The cartel’s second cut this year will reduce production by 4 percent to 24.2 million b/d in an effort to prevent falling oil prices in the second quarter.
The Bush administration called the news “disappointing,” particularly in light of looming world economic slowdowns.
U.S. Energy Secretary Spencer Abraham said that OPEC’s move “demonstrates the importance of increasing America’s domestic production and developing a national energy policy that will ensure a stable, reliable, affordable and diverse supply of energy.”
OPEC ministers decided to take action after two days of discussions in Vienna and agreed to meet again in June to further assess market conditions.
The official OPEC communiqué said that: “The present weaker world economy and the traditional sharp downturn in demand associated with the second quarter both clearly point to the need for a correction in oil supply, and the conference has taken the decision to stabilize the oil market.”
Industry sources indicated on March 19th that Saudi Arabia had already informed oil majors that crude volumes would be cut in April by an extra 6.5 percent from March supplies.

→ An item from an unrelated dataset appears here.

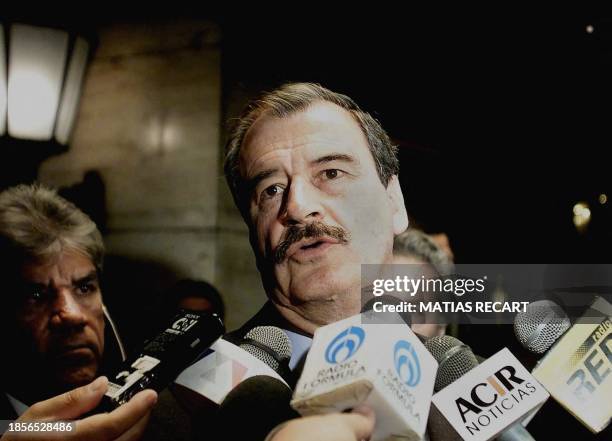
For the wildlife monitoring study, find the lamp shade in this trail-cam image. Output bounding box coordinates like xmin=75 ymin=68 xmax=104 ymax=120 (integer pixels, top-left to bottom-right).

But, Saudi Oil Minister Ali Naimi attempted to reassure consuming nations that OPEC would move to raise production if prices climbed above $28 a barrel for the OPEC basket of crudes. Naimi said that: “We may have to add more to the market before the June meeting.”
Non-OPEC producers Mexico, Angola, Oman and Russia have indicated that they will work with the cartel to maintain stable prices, although only Mexico is considered likely to make any significant change to supply levels.
Mexican Deputy Oil Minister Juan Antonio Barges said following the OPEC meeting that his country would make a decision about a reduction in its output on March 19th or 20th.